According to prior experiences of ultrasound-guided procedures (Table 2), we divided the residents into three groups including Level 1 (no experience), Level 2 (have performed more than one but less than forty cases) and Level 3 (have performed forty cases or more). A subgroup analysis on the residents’ performance found that only in the Neutral view, the Level 3 residents showed less needle redirections (P = 0.011) and shorter insertion time (P = 0.028) when compared with Level 1 residents (Table 1). In other three insertion views, there were no significant differences in the residents’ performances between all three subgroups (Table 1).

Table 2 Demographic variable of participating residents.

Discussion

It is recommended to utilize an in-plane technique for ultrasound-guided procedures because the entire needle and the depth of the needle tip can be visualized on the ultrasound image2,7. However ultrasound might give the inexperienced operators a false sense of security and mislead them to neglect traditionally taught principles with regard to needle direction. Blind advancement of the needle can lead to accidental damage of vital structures like artery or pleura8,9. It is important to identify the potential factors that may complicate the alignment of needle with ultrasound beam. These factors can be used to improve the clinical relevance of simulation training and quantitatively assess the difficulty of ultrasound-guided procedures.

Tilting and rotating are often used to optimize the visualization of the targeted nerves and bring the “disappeared” needle tip back10,11. In this phantom study, we found that the tilted probe will increase the difficulty of the needle-beam alignment. When the operators were faced with both rotation and tilt angles, the alignment is further complicated. The possible reason may be that the operators were less willing to tilt their head or body to keep the line of sight parallel to the ultrasonic beam plane.
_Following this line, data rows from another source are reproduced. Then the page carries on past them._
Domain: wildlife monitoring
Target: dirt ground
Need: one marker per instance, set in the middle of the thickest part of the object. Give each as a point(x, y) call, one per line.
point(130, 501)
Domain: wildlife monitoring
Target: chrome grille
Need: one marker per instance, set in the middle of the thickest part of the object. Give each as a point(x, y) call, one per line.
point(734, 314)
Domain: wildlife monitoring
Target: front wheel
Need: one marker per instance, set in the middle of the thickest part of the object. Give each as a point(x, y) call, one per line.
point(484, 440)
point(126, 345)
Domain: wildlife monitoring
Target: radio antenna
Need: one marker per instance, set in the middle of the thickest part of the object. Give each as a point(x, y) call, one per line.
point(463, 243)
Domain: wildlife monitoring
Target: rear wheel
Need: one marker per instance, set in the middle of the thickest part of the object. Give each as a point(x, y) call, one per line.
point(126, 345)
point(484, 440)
It is recommended that the operator should have the insertion site, the needle, and the ultrasound screen in the line of sight during needle insertion2,10. Our study indicates that if a probe tilt angle exists, the operator shall tilt their body or head to keep the line of sight parallel to the ultrasonic beam plane, in order to facilitate the needle-beam alignment.

Although in our study the 45° rotation of probe did not lead to a decreased performance, another phantom study found that needle advancement along the visual axis resulted in improved needle imaging and a shorter time to targeting when compared with that across the visual axis (90° rotation of probe)12. It is advisable for the operators to move their standing position to eliminate the rotation angle of probe.
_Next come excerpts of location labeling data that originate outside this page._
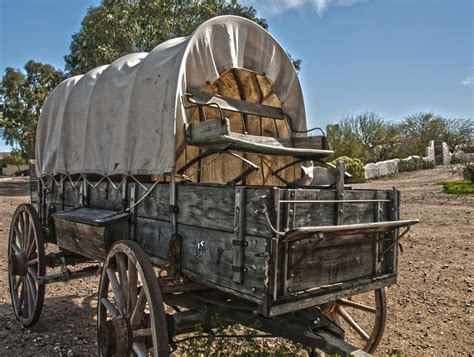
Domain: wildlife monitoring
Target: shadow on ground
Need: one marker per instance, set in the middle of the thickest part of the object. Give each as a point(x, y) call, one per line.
point(67, 327)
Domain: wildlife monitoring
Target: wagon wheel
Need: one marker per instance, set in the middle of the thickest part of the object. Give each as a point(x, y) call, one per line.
point(130, 317)
point(26, 262)
point(362, 317)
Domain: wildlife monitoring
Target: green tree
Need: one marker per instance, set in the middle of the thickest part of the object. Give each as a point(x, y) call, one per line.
point(458, 132)
point(118, 27)
point(418, 129)
point(367, 137)
point(22, 94)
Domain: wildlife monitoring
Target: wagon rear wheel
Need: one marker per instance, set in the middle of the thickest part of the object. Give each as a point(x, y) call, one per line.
point(131, 317)
point(26, 262)
point(362, 317)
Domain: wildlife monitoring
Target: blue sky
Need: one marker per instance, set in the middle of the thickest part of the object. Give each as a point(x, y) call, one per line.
point(393, 57)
Previous experiences of operator are presumed to be helpful to needle-beam alignment. However in our study, the level 3 residents who had performed more than 40 cases of ultrasound-guided procedures only showed better performance in the Neutral view while not did in 45°-rotation and/or 45°-tilt views. However, the sample size of subgroup was not large enough to make a reliable conclusion. The difference between phantom research and clinical practice may also complicate the extension of these results which warrants a well-designed clinical research.

In conclusion, our study found that both 45°-tilt and 45°-rotation plus 45°-tilt of probe would increase the difficulty of needle-beam alignment during in-plane procedures. Operators with experiences of ultrasound-guided procedures might also be affected by these probe manipulation angles. It is advisable for the operators to move their standing position and tilting their body or head to keep the line of sight parallel to the ultrasonic beam plane, in order to facilitate the needle-beam alignment.